If we happen to notice that we are stronger than our neighbors; or faster; or smarter, we tend to feel that we are entitled to more of the community's resources?


If we need an example - countless examples - of the folly of this short-sighted ethical system, we need only to look at the familiar "BMOC" syndrome. 


In our high school years, as we are just emerging from the powerlessness of childhood, there are individuals among us who physically mature faster than the rest.  If they also have athletic skills which enable them to excel at the games of youth, they are likely to enjoy a few years of royalty, with all the perks and privileges attendant; popularity, adulation of the opposite sex, even the benefit of the doubt in the classroom.


It's seductive stuff, and it demands a special effort of education to help these unfortunate temporary princes and princesses realize that the world circumscribed by their campus and its athletic facilities does not translate well into the world of adult responsibility and real economics.


  Sadly, the needed educational diligence is too often absent...or rejected by the subject, so intoxicated by being  a large frog in the puddle that he or she cannot feature that it will ever dry up.

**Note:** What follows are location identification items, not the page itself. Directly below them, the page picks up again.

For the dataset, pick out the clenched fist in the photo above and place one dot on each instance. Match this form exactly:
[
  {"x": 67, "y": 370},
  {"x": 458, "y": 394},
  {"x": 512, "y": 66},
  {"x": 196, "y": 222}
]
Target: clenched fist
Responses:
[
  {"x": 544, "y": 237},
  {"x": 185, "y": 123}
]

What happens to these campus heroes (and these days, heroines) who let it all go to their heads is such a familiar cliche that we only see it dramatized in television sit-coms.  It isn't even the stuff of tragedy any more.


(In Death of a Salesman son Biff is just such a degraded high school hero.  But the tragedy isn't his.  He is simply part of the evidence of his father's failed illusions.  We take him for granted; he is a symbol.)